Cihan Biyikoglu, Executive Vice President, Product, at RMS, said: “The significant advancements that the RMS team has made across all our products, HD Models, and especially Risk Modeler have been possible through collaboration with more than 400 RMS customers this past year. The Risk Intelligence unified cloud platform, through its innovative use of the risk data lake, the Risk Data Open Standard (RDOS), unified modeling and IQ applications - securely brings greater scale, capabilities and risk insights to the market. I am also excited about what the future holds in terms of new products and technologies.

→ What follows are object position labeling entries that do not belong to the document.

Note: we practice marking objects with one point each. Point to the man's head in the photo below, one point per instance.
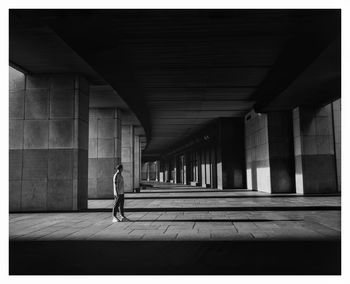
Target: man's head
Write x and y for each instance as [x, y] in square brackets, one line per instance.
[120, 167]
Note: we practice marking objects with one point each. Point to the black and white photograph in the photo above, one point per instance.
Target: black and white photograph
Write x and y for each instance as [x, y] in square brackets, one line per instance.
[174, 141]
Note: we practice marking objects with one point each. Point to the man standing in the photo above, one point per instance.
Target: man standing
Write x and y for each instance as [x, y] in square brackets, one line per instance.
[118, 187]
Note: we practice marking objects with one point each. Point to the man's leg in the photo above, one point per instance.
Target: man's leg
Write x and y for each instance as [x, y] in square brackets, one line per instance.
[116, 205]
[122, 205]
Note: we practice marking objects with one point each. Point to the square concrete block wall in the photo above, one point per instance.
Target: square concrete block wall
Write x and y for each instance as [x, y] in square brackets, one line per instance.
[16, 104]
[47, 115]
[15, 164]
[15, 191]
[35, 164]
[34, 195]
[60, 164]
[16, 134]
[37, 104]
[62, 103]
[105, 148]
[35, 134]
[16, 80]
[61, 133]
[60, 194]
[106, 128]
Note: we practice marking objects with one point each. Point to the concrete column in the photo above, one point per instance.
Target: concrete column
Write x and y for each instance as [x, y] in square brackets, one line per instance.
[104, 150]
[337, 138]
[156, 167]
[269, 152]
[48, 142]
[315, 165]
[207, 167]
[166, 171]
[203, 171]
[137, 165]
[144, 171]
[213, 164]
[128, 157]
[148, 171]
[161, 171]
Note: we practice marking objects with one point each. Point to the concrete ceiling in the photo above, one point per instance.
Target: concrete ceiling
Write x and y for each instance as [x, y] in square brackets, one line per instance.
[178, 70]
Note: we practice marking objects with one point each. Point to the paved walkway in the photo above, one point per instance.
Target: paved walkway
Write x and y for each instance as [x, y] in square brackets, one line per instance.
[170, 212]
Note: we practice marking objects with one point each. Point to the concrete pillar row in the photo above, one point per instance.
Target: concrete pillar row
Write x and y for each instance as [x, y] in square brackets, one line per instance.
[104, 150]
[48, 142]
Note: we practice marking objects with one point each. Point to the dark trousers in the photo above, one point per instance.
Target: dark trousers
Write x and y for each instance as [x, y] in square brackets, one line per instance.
[118, 205]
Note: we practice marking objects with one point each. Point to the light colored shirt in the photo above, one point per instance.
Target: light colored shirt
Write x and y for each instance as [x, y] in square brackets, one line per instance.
[118, 183]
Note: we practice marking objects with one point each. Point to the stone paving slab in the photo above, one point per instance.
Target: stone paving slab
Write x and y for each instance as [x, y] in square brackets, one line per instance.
[182, 224]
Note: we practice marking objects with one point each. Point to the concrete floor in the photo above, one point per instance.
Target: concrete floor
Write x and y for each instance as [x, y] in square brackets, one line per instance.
[180, 213]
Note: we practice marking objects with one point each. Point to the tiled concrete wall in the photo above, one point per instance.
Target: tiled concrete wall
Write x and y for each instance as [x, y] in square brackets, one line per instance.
[337, 138]
[257, 152]
[128, 157]
[314, 150]
[104, 150]
[48, 142]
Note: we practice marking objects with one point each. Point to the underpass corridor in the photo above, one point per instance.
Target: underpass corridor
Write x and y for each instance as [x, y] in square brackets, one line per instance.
[177, 212]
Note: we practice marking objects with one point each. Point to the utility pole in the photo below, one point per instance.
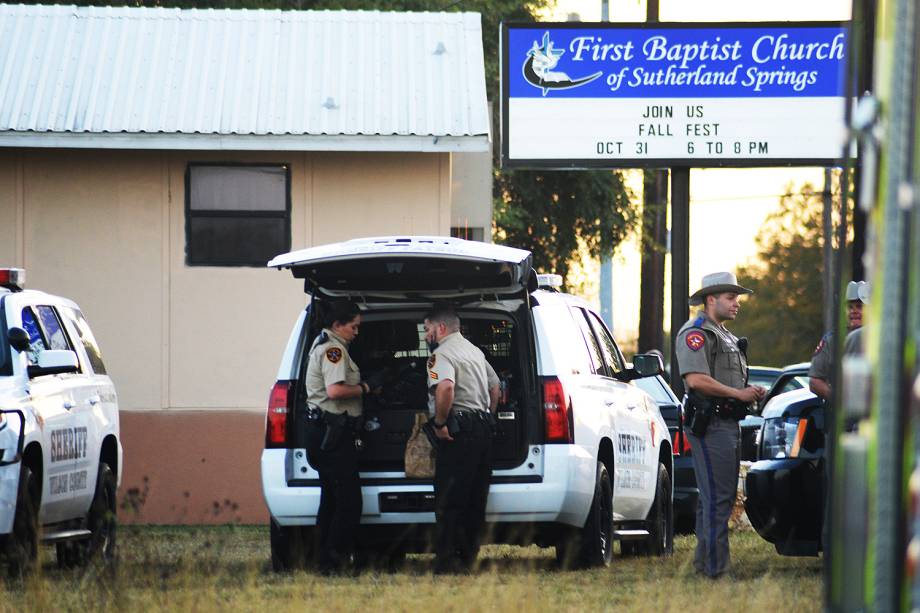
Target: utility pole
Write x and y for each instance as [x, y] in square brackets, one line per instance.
[653, 233]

Further developments of the machine learning and artificial intelligence tools used by RMS will continue to open greater opportunities.”

 

Karen White, Chief Executive Officer at RMS said, “Risk Intelligence is the world’s first comprehensive global risk platform. The complexity and connectedness of risks continually confront us - we are all experiencing the crisis of COVID-19, along with the persistent crises of climate change, extreme weather and growing cyber threats. Facing all this, our industry needs a modern risk platform that takes advantage of all manner of data, modeling and analytics, in a way that is fast, integrated, and leverages technology in new ways for better insights and outcomes. RMS promised innovation, and with Risk Modeler 2.0 and the IQ applications, we have delivered – with an integrated platform for modeling risk in the cloud at the scale and speed required to take on the future of risk.”

 

ENDS

 

Notes to editors:

 

About RMS:

 

Risk Management Solutions, Inc. (RMS) helps insurers, financial markets, corporations, and public agencies evaluate and manage global risk from natural and man-made catastrophes, including hurricanes, earthquakes, floods, climate change, cyber, and pandemics.

 

RMS leads the catastrophe risk industry that we helped to pioneer by marrying data and advanced model science with leading-edge technology. Leaders across multiple industries can address the risks of tomorrow through RMS Risk Intelligence™, our open, real-time exposure and risk management platform, enabling them to tap into RMS HD models, rich data layers, intuitive applications and APIs that simply integrate into existing enterprise systems.

 

RMS is a trusted solutions partner enabling effective risk management for better business decision making across underwriting, risk selection, mitigation, and portfolio management.